Deep learning models have become the dominant approach for multivariate time series anomaly detection (MTSAD), often reporting substantial performance improvements over classical statistical methods. However, these gains are frequently evaluated under heterogeneous thresholding strategies and evaluation protocols, making fair comparisons difficult. This work revisits OmniAnomaly, a widely used stochastic recurrent model for MTSAD, and systematically compares it with a simple linear baseline based on Principal Component Analysis (PCA) on the Server Machine Dataset (SMD). Both methods are evaluated under identical thresholding and evaluation procedures, with experiments repeated across 100 runs for each of the 28 machines in the dataset. Performance is evaluated using Precision, Recall and F1-score at point-level, with and without point-adjustment, and under different aggregation strategies across machines and runs, with the corresponding standard deviations also reported. The results show large variability across machines and show that PCA can achieve performance comparable to OmniAnomaly, and even outperform it when point-adjustment is not applied. These findings question the added value of more complex architectures under current benchmarking practices and highlight the critical role of evaluation methodology in MTSAD research.

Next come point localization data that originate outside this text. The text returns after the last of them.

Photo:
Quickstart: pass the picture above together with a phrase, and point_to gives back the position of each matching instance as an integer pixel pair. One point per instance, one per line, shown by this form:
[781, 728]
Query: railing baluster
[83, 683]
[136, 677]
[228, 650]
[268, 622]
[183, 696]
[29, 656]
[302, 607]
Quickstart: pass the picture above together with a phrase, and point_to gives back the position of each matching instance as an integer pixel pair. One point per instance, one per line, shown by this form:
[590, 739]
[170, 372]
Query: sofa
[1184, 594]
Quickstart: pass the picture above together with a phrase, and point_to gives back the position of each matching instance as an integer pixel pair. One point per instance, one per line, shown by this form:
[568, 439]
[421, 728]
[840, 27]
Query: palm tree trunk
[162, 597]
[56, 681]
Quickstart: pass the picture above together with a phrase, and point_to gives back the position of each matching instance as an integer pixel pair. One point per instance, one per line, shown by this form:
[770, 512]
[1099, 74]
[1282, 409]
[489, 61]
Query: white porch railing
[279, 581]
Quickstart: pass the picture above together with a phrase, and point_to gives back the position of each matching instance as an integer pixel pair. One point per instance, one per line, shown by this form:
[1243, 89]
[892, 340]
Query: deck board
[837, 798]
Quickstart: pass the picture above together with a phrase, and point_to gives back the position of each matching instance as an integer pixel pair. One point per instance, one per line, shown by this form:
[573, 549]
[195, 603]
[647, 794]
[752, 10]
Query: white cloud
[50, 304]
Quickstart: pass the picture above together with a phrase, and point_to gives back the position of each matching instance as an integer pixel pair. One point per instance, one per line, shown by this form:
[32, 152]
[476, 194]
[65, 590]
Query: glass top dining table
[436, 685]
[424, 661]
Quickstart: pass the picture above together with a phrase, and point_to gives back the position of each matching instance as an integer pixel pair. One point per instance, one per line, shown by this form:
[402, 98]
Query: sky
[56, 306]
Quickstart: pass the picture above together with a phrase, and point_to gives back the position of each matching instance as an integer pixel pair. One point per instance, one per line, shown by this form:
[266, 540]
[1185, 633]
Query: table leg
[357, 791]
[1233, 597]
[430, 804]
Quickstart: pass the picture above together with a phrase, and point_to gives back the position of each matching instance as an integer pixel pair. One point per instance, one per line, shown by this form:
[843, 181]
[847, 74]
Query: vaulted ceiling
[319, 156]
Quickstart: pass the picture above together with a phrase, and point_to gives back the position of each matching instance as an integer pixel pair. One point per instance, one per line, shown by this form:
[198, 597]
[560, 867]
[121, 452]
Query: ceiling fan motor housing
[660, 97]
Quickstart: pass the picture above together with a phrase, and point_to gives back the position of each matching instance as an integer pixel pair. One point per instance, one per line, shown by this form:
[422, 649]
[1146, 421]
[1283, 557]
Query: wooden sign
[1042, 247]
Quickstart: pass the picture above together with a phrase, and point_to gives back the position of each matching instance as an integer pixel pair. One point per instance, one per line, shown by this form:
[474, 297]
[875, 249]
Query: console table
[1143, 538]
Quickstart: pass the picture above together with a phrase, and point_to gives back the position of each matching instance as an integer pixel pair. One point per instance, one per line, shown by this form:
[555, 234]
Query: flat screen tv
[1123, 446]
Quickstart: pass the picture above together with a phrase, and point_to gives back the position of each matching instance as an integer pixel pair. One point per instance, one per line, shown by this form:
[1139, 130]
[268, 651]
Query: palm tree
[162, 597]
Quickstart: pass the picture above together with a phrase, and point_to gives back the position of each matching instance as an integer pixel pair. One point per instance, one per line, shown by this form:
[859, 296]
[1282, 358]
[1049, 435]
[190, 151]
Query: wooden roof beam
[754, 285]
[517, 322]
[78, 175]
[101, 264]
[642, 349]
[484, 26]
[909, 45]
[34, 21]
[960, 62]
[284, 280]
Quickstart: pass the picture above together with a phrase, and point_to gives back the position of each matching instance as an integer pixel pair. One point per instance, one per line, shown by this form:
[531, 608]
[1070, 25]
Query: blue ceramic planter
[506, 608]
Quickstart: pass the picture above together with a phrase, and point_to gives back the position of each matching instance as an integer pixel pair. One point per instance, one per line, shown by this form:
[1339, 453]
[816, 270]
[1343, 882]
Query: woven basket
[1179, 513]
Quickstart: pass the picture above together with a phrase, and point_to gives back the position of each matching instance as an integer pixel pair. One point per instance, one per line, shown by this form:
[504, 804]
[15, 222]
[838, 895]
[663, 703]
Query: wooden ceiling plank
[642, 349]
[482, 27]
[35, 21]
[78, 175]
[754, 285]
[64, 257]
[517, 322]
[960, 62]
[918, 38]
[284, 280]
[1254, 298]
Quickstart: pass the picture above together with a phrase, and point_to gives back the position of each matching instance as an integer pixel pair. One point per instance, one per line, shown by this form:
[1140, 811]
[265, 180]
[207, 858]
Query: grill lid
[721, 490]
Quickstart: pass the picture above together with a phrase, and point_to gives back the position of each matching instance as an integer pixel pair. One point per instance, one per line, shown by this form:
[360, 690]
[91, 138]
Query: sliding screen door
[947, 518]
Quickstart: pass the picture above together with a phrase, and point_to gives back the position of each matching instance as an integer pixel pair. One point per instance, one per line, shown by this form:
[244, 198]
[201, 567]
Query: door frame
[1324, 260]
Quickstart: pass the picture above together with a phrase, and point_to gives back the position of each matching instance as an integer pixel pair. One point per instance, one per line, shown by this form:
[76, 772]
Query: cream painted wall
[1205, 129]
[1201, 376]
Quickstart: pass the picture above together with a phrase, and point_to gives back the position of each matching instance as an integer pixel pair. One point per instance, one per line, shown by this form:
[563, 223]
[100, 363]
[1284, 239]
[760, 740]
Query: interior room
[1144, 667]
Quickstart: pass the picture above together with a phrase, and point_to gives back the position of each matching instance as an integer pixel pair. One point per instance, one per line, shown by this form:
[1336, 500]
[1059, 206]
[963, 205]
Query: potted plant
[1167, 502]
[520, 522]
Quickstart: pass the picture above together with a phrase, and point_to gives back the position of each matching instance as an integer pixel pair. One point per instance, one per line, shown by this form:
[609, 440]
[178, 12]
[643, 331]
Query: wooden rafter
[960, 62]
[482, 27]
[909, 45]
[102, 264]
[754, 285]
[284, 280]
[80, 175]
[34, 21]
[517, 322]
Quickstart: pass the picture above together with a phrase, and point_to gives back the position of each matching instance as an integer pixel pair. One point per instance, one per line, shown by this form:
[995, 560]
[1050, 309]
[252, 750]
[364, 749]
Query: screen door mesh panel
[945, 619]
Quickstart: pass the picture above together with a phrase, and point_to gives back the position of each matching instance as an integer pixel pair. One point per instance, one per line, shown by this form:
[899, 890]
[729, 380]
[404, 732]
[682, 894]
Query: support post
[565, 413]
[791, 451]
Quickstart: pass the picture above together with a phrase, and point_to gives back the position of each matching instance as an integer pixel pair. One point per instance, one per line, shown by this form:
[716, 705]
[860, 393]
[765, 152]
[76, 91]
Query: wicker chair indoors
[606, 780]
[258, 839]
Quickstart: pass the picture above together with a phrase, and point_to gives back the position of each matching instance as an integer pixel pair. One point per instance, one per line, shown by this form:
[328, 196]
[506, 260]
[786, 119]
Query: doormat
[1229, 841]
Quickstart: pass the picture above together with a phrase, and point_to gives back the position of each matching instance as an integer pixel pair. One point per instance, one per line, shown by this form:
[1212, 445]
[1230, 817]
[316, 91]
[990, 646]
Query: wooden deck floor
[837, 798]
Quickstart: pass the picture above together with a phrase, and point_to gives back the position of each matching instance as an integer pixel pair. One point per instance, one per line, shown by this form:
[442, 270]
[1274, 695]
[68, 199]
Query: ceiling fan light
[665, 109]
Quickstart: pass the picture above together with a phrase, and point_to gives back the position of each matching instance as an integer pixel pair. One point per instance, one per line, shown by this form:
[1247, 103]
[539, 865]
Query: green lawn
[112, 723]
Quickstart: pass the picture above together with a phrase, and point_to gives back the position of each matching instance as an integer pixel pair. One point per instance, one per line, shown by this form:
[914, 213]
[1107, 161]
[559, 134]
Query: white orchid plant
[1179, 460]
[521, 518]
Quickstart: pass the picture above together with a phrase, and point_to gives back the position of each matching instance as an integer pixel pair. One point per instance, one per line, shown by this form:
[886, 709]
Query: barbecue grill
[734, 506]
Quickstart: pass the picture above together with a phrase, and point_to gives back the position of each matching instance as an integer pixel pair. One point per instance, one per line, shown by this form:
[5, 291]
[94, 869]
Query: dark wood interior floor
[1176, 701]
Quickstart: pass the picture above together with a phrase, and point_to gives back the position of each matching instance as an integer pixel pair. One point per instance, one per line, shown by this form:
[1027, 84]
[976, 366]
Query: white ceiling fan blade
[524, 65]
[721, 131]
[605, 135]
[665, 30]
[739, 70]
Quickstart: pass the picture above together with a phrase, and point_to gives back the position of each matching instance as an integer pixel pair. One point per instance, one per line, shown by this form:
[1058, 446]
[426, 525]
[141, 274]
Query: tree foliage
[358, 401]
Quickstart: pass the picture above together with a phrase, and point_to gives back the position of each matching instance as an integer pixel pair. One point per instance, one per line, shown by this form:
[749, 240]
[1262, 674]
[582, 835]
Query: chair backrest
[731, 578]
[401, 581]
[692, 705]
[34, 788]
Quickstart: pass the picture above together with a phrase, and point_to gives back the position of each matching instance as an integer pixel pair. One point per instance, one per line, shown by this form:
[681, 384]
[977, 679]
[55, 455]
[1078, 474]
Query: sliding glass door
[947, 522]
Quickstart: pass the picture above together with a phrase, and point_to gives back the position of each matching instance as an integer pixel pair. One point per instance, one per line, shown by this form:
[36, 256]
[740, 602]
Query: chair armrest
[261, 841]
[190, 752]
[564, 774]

翻译：深度学习模型已成为多变量时间序列异常检测（MTSAD）的主流方法，通常声称相比经典统计方法有显著的性能提升。然而，这些增益常常是在异质的阈值策略和评估协议下进行评估的，使得公平比较变得困难。本工作重新审视了 OmniAnomaly（一种广泛用于 MTSAD 的随机循环模型），并在服务器机器数据集（SMD）上将其与基于主成分分析（PCA）的简单线性基线进行了系统性比较。两种方法均在相同的阈值和评估流程下进行评估，实验针对数据集中 28 台机器每台重复运行 100 次。性能使用逐点级别的精确率、召回率和 F1 分数进行评价，分别考虑是否采用点调整，并采用跨机器和跨运行的不同聚合策略，同时报告相应的标准差。结果表明，不同机器间性能存在巨大差异，且 PCA 能够达到与 OmniAnomaly 相当的性能，甚至在未应用点调整时表现更优。这些发现对当前基准测试实践下更复杂架构的附加价值提出了质疑，并突显了评估方法在 MTSAD 研究中的关键作用。